Indië als afzetmarkt
Nadat de VOC in 1796 genationaliseerd werd, kwamen al diens gebieden in het bezit van de recent opgerichte Bataafse Republiek. Van die bezittingen in de archipel waren er toen echter nog maar weinig over, want de Britten hadden nagenoeg alles van de VOC veroverd. Nadat Napoleon was verslagen, werd in 1816 het overgebleven gebied officieel overgedragen aan het nieuwe Verenigd Koninkrijk der Nederlanden. De nationalisatie van de kolonie, in combinatie met industrialisering en imperialisme, luidde een nieuwe fase in. De handelsposten van de VOC-besturen waren verleden tijd, Indië werd meer als ‘bezit’ gezien dat geëxploiteerd kon worden. In de loop van de negentiende eeuw ontwikkelde hier zich de ‘koloniale staat’: een kolonie met eigen bestuur, wetten en belastingsystemen. Om die koloniale staat draaiend te houden, waren meer ambtenaren en militairen nodig. Dit betekende ook een toename van de Europese bevolking in de kolonie, wat een opleving van de jeneverafzet tot gevolg had.
Indië was maar een bescheiden markt: jenever werd overwegend gedronken door de brede, lage sociale klassen in Europa en deze groepen waren er niet grootschalig in de kolonie. Naarmate de omvang van de Europese bevolking in de kolonie toenam – deze was aan de vooravond van de Japanse inval ongeveer 360.000 - nam ook de afzetmarkt toe. Gedurende het interbellum was Nederlands-Indië de op één na grootste afzetmarkt voor Schiedam, de grootste jeneverproducerende stad in Nederland, na de Afrikaanse westkust.[11]
Deze afzet was vrijwel uitsluitend afhankelijk van import uit het moederland. Lokale productie in Indonesië was eigenlijk niet mogelijk, omdat de benodigde granen niet voorhanden waren. Enkele pogingen om een jeneverstokerij daar te beginnen waren onsuccesvol. De Schiedamsche Courant bericht in 1900 bijna schertsend: ‘Schiedam krijgt voor Indië een concurrent te Semarang’, waar een fabriek zou worden gebouwd om jenever uit rijst te stoken.[12] Wel werden onder andere arak en djakan geproduceerd uit respectievelijk rijst en suikerriet.
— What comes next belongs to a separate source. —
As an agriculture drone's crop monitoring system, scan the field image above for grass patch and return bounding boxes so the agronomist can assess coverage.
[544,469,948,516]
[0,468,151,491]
In de meer oostelijke delen van Indië werd de zeer populaire versterkte palmwijn nog wel eens ‘jenever’ genoemd. De missionaris H. Geurtjens klaagde in 1933 over het grootschalige en toenemende drankmisbruik onder het volk van Zuid Nieuw-Guinea, dat al met een epidemie aan ‘venerische’ ziektes te kampen had. ‘Op vele plaatsen is de palmwijn de gewone volksdrank en geeft daar ook geen aanleiding tot ernstige misbruiken’, schreef de zendeling in zijn brief aan de krant. ‘Deze palmwijn laten gisten en overhalen, om er arak of jenever uit te bereiden, is een klein kunstje. Dit is verboden bij de wet, doch dat verbod lijkt veel op een paskwil in een zoo uitgestrekt woest gebied zonder toezicht.’[13]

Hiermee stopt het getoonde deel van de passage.